Down at 20,000 feet they were going to eat up a lot more fuel, but there was a tanker down there somewhere, orbiting the stem of that mushroom, if they could find it. Meroney had lost contact with Hagan as they descended, but he was the first to break out in to the clear, having flown right through that mushroom stem. There was suddenly a clear spot in the static, the speaker wash fading out briefly, so Meroney ordered the other two pilots to get out of that cloud mass and head for home. He had decided he would continue to circle, looking for Robinson or that fuel tanker, though he never saw either plane.
A long hour passed, with the Flight Leader nervously watching his fuel gauge. If he had his wingtip fuel pods on, he wouldn’t have had to worry so much, but they had mounted the cloud filter pods there instead, and all he was carrying was radioactive fallout. He imagined it glowing softly within those collection pods at the tip of each wing, not really grasping what radiation truly was.
It wasn’t the first time his plane had flown a mission like this. There had been a whole series of tests before Ivy Mike lit up the skies over Eniwetok. The planes would fly through those mushrooms, much smaller than this one. Big Mike was the scariest thing he had ever seen in his life. Yet Meroney’s plane should have been towed into a pit, doused with kerosene and set on fire long ago. They would try to decontaminate it after every mission, washing down the wings and fuselage with “gunk” as they called it, but you couldn’t get at the insides of the engine. The air intake in the nose would suck in all that fallout as well, and it would be forever lodged within the long fuselage of the plane.
He was flying a radioactive fighter, but Meroney was a very skilled pilot, first learning his chops as a fighter pilot on a P-47. He got nine kills with that plane in Europe, before a lucky flak burst took down his fighter, and he spent the rest of the war as a P.O.W. in Germany.

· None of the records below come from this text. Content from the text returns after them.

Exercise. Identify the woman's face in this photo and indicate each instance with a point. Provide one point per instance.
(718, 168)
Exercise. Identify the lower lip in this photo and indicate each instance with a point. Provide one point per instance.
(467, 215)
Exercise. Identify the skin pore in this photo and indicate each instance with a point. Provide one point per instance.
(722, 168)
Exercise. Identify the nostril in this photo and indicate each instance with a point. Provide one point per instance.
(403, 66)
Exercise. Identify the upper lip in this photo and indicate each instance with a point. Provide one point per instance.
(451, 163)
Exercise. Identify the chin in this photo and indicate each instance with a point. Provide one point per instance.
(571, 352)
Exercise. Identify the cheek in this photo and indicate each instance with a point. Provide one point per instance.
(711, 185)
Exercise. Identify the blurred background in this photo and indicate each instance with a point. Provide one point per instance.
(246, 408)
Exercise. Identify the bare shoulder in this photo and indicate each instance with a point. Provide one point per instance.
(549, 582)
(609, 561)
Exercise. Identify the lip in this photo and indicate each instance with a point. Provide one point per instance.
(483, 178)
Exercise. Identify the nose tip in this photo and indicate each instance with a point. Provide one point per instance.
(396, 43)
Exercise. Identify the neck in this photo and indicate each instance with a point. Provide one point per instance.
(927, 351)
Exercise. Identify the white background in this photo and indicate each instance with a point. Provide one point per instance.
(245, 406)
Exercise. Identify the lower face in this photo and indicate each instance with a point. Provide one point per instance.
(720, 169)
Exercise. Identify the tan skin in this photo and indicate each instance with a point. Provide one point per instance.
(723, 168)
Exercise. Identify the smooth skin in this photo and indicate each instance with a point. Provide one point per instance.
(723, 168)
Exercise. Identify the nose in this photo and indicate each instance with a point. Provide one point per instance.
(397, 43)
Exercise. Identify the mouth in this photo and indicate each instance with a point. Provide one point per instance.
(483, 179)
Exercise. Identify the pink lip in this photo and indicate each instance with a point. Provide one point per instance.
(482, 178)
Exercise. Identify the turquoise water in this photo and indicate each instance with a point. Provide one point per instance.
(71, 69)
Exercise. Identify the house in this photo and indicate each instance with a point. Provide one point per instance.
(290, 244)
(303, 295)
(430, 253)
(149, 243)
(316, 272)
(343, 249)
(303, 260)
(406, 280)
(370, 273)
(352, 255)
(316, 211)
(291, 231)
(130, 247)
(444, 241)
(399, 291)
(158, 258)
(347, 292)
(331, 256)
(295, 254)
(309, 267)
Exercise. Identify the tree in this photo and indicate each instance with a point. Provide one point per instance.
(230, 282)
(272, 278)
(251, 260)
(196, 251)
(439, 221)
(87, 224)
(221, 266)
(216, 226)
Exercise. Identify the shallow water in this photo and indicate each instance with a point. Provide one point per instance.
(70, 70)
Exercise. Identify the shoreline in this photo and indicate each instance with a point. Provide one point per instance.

After the war he served as a Flight Instructor at Luke Field, happy to trade in his P-47 Thunderbolt for the new F-84 Thunderjet. In 1952, he mustered out to Kwajalein Atoll, and now he was out there looking at Ivy Mike. His fuel low, now it was time to head for the field at Eniwetok, but he would later learn that one of his mates, Jimmy Robinson, never made it safely back to Kwajalein. Captain Hagan barely made it himself, coming in dry and flying by the seat of his pants as he glided the plane to a rough landing.
But there was no sign of Robinson. One of the rescue helo pilots said he thought he saw a plane low over the water, its canopy off, as if the pilot was planning to eject. That would have been a hazardous adventure, shooting up out of that lead lined cockpit, wearing that lead vest and a pair of lead lined gloves to help protect him from all that radiation in the mushroom cloud. Hit the water with that vest on, and you would sink like a stone.
But Robinson was never seen again, nor was his plane. If they hit the water off Kwajalein, they did not do so in the year 1952, and no one ever knew where Jimmy ended up—not even Robinson himself…. As for those B-17 drones, they were never seen by anyone again either, at least not anyone there in 1952.
“Con—Radar, Contact! Right on top of us!” Lieutenant Ryoko Otani gave Harada a wide eyed look. “It came from out of nowhere!”
“The first thing that entered Harada’s mind was that it was a stealth fighter, but that was just reflex. There were no stealth aircraft flying the skies of 1943. Then he heard it, the drone of heavy engines, very low, a long distended hum. He ran out onto the weather deck and Fukada was spellbound with his field glasses.